Я хотела спросить, видела ли она его будущее. Внуков. Правнуков. Но я ничего не сказала и молча поехала к торговому центру.
– Заглянем в кофейню? – спросила Элли. Я свернула к Dunkin’ Donuts и встала в очередь. Элли заказала что-то сложное. Я взяла бутылку воды.
– Говоришь, будет война, – начала она, пока мы ждали заказа. – Она коснется наших внуков. Как это вообще будет? Не понимаю. Будут красть девушек? Зачем?
– Затем же, зачем их обычно крадут на войне. Я видела, что их продают.
– В бордели, что ли? – спросила Элли. – Нелогично.
Очередь дошла до нас, и я заплатила за двоих, потому что знала, что у Элли нет денег. Мы ехали по извилистой дороге к торговому центру, и Элли потягивала свой кофе.
– Смотри, если они продадут всех девушек, – рассуждала она, – кто тогда будет рожать детей?

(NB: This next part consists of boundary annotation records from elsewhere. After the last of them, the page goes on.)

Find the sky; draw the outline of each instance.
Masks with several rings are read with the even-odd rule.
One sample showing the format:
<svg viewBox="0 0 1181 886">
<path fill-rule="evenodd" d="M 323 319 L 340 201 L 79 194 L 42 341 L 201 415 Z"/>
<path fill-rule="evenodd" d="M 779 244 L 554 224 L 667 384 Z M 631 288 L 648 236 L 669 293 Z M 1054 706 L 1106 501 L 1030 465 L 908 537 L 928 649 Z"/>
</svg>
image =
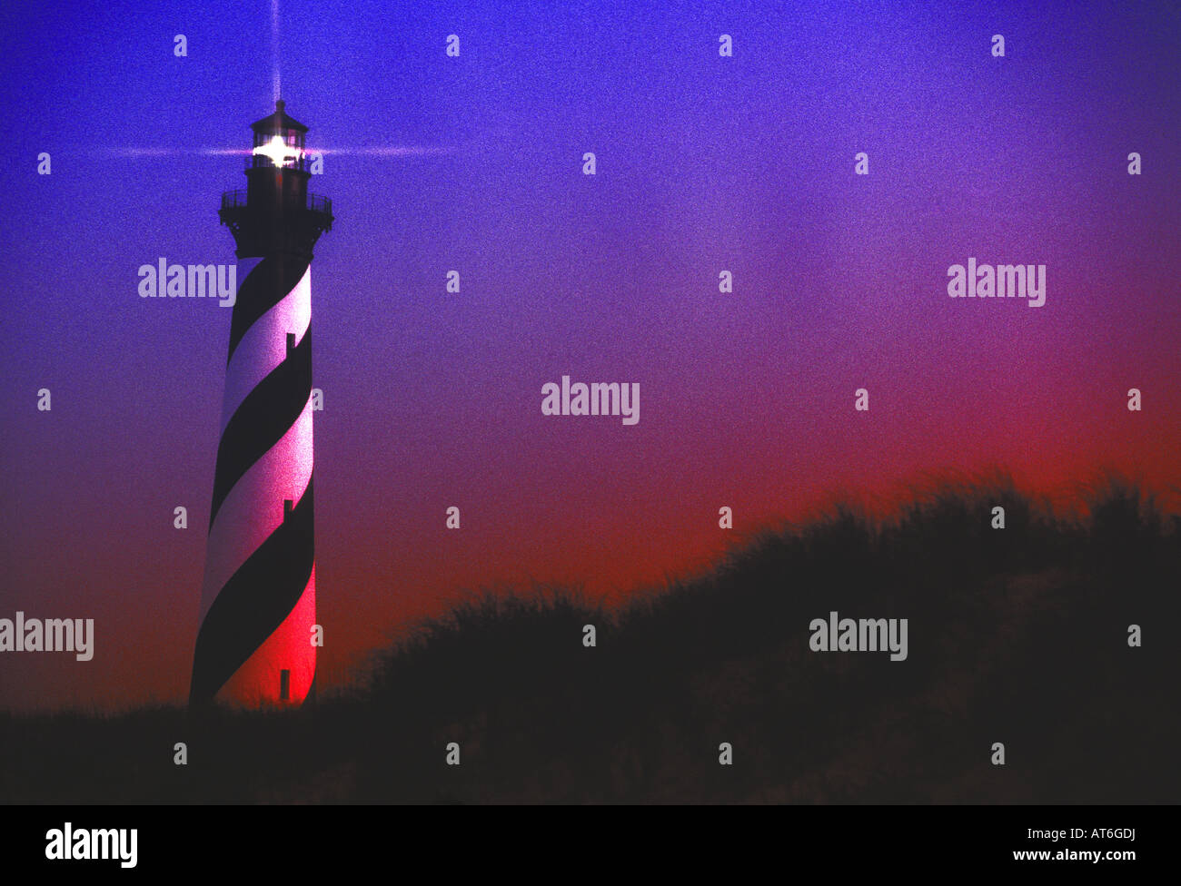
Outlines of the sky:
<svg viewBox="0 0 1181 886">
<path fill-rule="evenodd" d="M 187 696 L 230 311 L 137 270 L 234 261 L 224 151 L 274 106 L 266 0 L 92 7 L 0 9 L 0 617 L 96 622 L 90 662 L 5 654 L 0 710 Z M 1176 491 L 1176 5 L 282 0 L 278 47 L 337 217 L 321 685 L 469 591 L 622 602 L 842 491 Z M 970 257 L 1045 304 L 950 298 Z M 543 415 L 562 375 L 639 422 Z"/>
</svg>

– Хороший вопрос, – заметила я. – Они называют это «Зов Долга». Они не всегда крадут девушек, некоторые просто охотятся на людей и убивают. Это называется машиной.
– Звучит жутковато.
– Ага. По-моему, вторая гражданская война – это уже жутковато.
– Не понимаю, – повторила Элли. – Из-за чего нам теперь раскалываться? У нас же уже отменили рабство.
– Не знаю, – ответила я. – Думаю, что-то политическое.
Не знаю, почему я не говорила Элли всего. Некоторые факты я доверяла только тетради, потому что не все хотят слушать такие вещи. Элли считала, что женщины уже добились всего, чего заслуживали. Если я скажу ей про Акт Выбора Отцов и прочее безумие, она решит, что я все выдумала ради пропаганды феминизма. Мы минуту посидели на парковке с включенным на полную мощность кондиционером, потому что Элли было плевать на хлорфторуглероды – по крайней мере, когда за ней не присматривала Жасмин Блю.
Рядом с нами припарковался парень, судя по возрасту – студент. Мы посмотрели на него, а он посмотрел на нас. Послание от студента с парковки торгового центра: «Его далекий потомок в двадцать седьмом веке будет самым популярным Боггером. Его эфиры будут собирать по десять миллиардов зрителей в день. Его благотворительный фонд соберет больше пятидесяти триллионов долларов во имя христианства. Он попадет в тюрьму за кражу нескольких миллиардов из этой суммы, потому что будет страстным коллекционером дорогих спортивных машин. В начале Третьей Межгалактической войны его подвергнут эвтаназии, потому что ему будет больше пятидесяти лет. Его четыреста спортивных машин найдут в огромном ангаре в Западном Кентукки, планета Земля». Ого. Двадцать седьмой век. И все же… еще одна война.
– Что ты видела? – спросила я у Элли.
– Его дед всегда при еде использовал одну и ту же вилку и одно и то же кольцо для салфетки. Он брал их с собой в путешествия. Они даже не сочетались. Но его было не переубедить, и до самой смерти он ел одной и той же вилкой и заправлял салфетки в одно и то же кольцо.
– Ого.
– А ты что видела?
Я рассказала ей о его сумасшедшем потомке из двадцать седьмого века.
– Интересно, почему мы видим такие разные вещи, – удивилась Элли.
– Не знаю, – соврала я. На самом деле, здесь все было как в чулане. Все зависело от того, под каким углом смотреть.
Мы вышли из машины; вокруг разгорался жаркий и влажный пенсильванский день. Пока мы шли через парковку, Элли спросила:
– А что ты делала в подвале?
– Немного поработала в чулане.
– А. Не знала, что ты этим интересуешься.
– Хочу за лето сделать один проект, – объяснила я. – Не для поступления, просто, знаешь, всегда хотела научиться печатать.
– Круто, – ответила Элли. – Наверно, твой папа рад.
– Он пока не понял, как к этому относиться. Понимаешь, мы с ней похожи.
Мы вошли в двойные двери торгового центра. Элли кивнула:
– Очень. Я видела фотографии. – Да, Элли, ты тоже очень похожа на мать.